Она долго ждала, пока закончится пожар, окруженная облаками принесенной ветром летучей золы. Когда исчез последний язычок пламени, Джудит поняла, что не в состоянии вернуться на ферму. Не хотелось видеть искорку победы, которую ее искаженное страданием лицо зажжет в глазах Джедеди. Бог с опозданием среагировал на ее предложение, но в итоге все-таки внес порядок в тот хаос, который она устроила в доме. В отчаянии Джудит нашла приют в сарае для инструментов на запасном пути, где прежний хозяин имел обыкновение привязывать приговоренных к смерти собак. Она едва держалась на ногах и прилегла на верстак, подтянув колени к груди. Ее тело сотрясалось от беззвучных рыданий, зубы стучали.
Только сейчас Джудит поняла: ей не вырваться. Тысячи случайностей помешают покинуть ферму, всегда будет что-то происходить. Глупо надеяться.
Она не плакала. Внутри зияла пустота. Странно, что в этой хрупкой оболочке до сих пор теплилась жизнь. К верстаку подошла собака, вытянула морду, чтобы ее обнюхать, но поскольку никакой реакции женщины не последовало, быстренько убралась.
Всю ночь Джудит провела в ветхом сарае, лежа с открытыми глазами и до крови обгрызая ногти. Ее раздирала жгучая ненависть к Робину, этому дьяволу с хорошеньким личиком, Робину-чародею, Робину-лжецу, Робину-иллюзионисту, который пробудил в ней несбыточные надежды. Окажись он здесь, рядом, она бы его жестоко избила.
Под утро Джудит забылась. Она то просыпалась, то вновь погружалась в сон, где ее сознание блуждало в обрывках воспоминаний и призрачных видений. Приходя в себя, Джудит пыталась осмыслить, что же произошло с ней за эти последние недели, заставившее ее вести себя так, будто она лишилась рассудка.
Ближе к вечеру Джудит вышла из сарая. При виде будки стрелочника, от которой остались лишь почерневший остов да груда обугленных бревен, ее снова стала бить дрожь. Она сглотнула слюну, но на языке все время оставался привкус сажи.
Еще до того как переступить порог фермы, Джудит уже знала, что дети ушли. В облике здания появилось что-то мертвое, бесполезное, как в пустой раковине или ржавеющем на свалке автомобиле без колес. Она не стала подниматься в спальни, чтобы проверить. Дети были уже далеко, она чувствовала это.
И хорошо. Хоть им удалось вырваться, не угодить в ловушку. Джудит посмотрела в сторону горы, словно могла увидеть, как они карабкаются вверх по северному склону.
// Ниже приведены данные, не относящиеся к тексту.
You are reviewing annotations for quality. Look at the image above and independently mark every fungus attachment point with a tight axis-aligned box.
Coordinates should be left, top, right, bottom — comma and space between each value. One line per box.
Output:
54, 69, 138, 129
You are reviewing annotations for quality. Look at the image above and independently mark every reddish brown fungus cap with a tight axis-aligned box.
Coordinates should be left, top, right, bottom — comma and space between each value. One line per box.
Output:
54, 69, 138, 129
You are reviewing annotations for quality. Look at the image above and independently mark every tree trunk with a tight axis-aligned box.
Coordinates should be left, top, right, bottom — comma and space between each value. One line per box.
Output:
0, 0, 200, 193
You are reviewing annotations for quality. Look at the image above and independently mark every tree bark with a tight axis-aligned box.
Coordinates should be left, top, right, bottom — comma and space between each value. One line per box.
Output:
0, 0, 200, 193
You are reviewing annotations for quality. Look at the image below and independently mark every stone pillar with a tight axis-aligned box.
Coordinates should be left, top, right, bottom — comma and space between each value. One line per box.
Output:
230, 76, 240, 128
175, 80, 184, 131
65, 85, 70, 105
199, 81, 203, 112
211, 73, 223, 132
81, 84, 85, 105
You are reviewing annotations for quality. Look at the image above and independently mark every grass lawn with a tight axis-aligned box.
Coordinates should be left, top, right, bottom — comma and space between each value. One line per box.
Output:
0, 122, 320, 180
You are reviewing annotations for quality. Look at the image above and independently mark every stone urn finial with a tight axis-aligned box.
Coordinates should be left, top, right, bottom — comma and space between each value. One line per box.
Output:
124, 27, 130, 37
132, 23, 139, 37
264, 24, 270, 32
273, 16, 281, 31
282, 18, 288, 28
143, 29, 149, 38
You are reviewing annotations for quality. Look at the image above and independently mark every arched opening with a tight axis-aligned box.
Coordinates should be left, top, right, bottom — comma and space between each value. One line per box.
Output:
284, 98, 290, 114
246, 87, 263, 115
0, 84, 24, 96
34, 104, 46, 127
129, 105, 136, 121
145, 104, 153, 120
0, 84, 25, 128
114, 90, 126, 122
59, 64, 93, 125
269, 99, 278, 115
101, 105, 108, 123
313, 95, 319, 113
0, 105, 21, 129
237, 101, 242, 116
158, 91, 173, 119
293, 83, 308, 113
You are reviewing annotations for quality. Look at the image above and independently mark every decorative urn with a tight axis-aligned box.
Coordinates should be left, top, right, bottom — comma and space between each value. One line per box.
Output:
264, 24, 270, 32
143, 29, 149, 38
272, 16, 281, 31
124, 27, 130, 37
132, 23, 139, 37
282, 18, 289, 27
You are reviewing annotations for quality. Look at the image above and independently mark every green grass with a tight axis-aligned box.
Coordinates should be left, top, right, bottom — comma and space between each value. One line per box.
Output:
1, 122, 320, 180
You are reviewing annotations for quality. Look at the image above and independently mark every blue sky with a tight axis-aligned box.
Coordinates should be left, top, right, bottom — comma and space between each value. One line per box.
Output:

Бонни, Понзо… и Дорана. Бедняжка Дорана, которой в перечне всегда отводилось последнее место! Жаль, Джудит так и не увидит их взрослыми, но она от всей души желает им удачи. В конце концов, есть семьи, от которых лучше держаться подальше, если хочешь выжить. Ей, Джудит Пакхей, не повезло.
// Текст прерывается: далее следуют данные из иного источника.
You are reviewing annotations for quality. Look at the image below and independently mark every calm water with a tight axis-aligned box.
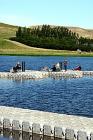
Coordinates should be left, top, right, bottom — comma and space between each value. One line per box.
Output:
0, 56, 93, 140
0, 56, 93, 117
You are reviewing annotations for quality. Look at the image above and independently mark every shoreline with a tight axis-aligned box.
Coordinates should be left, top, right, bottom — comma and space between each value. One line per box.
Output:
0, 53, 93, 57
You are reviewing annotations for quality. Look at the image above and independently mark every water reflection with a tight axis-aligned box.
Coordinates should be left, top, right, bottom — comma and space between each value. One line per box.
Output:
0, 129, 64, 140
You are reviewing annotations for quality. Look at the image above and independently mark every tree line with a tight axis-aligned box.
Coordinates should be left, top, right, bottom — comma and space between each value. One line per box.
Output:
10, 25, 93, 51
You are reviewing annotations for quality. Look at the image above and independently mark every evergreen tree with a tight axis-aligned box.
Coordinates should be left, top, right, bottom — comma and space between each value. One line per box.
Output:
16, 27, 22, 38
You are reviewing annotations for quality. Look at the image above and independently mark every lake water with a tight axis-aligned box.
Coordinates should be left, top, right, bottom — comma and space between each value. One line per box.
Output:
0, 56, 93, 117
0, 56, 93, 140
Джедеди встретил ее долгим зловещим криком. Очевидно, хотел дать понять, что дети сбежали из дома. Она, не двинувшись в его сторону, направилась прямо на кухню, чтобы приготовить ужин. В висевшем над раковиной зеркале отразилось ее черное от сажи лицо.
– Кстати, – с ненавистью бросила женщина, – в будку стрелочника ударила молния, и она сгорела. От нее ничего не осталось.
Мысленно она прибавила: «От меня тоже ничего не осталось».
Она разогрела фасолевый суп и сварила сосиски. С тех пор как Джедеди стал беспомощным, она больше не потворствовала его мании употреблять в пищу лишь белые продукты. Если голоден, пусть любуется всеми цветами радуги. Теперь к каждому блюду она подавала кетчуп, потому что красный цвет вызывал у старика отвращение и он начинал корчиться в своем кресле. С каким бы удовольствием Джудит поставила на стол голубой, серебристый, золотистый соус с одной целью – побольше досадить отцу. Ей представлялись мерцающие, фосфоресцирующие подливки, которые она подавала бы в полной темноте…
Вдруг, словно подчиняясь неведомому приказу, не отрывая глаз от выстроившихся на полочке этажерки приправ, Джудит открыла аптечку и стала откупоривать флаконы со снотворными таблетками, прописанными врачом. Одну за одной бросала женщина таблетки в горячий суп, пока все они не исчезли в дымящейся жиже. Покончив со снотворным, принялась за успокоительное. Порошки растворились за несколько секунд. Она немного помедлила. Все еще можно было изменить, если вылить суп в раковину… достать новую банку консервов и поставить воду на огонь. Но ничего не произошло, внутренний голос ее не остановил. Она не услышала в себе никакого протеста. Тогда Джудит отнесла кастрюлю в гостиную и расставила тарелки.
«Ужин готов», – произнесла она, обращаясь к старику. Частенько после смерти Брукса она представляла эту минуту, проигрывая в голове сцену с греховным наслаждением и осознанием своей вины. Тогда она говорила себе, что ее выдаст возбуждение, возбуждение преступницы, которое вряд ли укроется от Джедеди. Однако сегодня она была инертна и холодна, как мертвая рыба. Усевшись напротив отца, Джудит принялась вталкивать в старческий рот ложку за ложкой.
«Передо мной отец, – думала она, – тот, кто дал мне жизнь. И я его убиваю».
Но внутри была пустота. Ни ужаса, ни раскаяния, ни торжества от совершаемого зла.
Джедеди терпеть не мог, когда его кормили как младенца. В подобные мгновения, когда его зависимость достигала наивысшей точки, он проявлял дурное настроение конвульсивными движениями рук, скребся ногтями о подлокотники кресла.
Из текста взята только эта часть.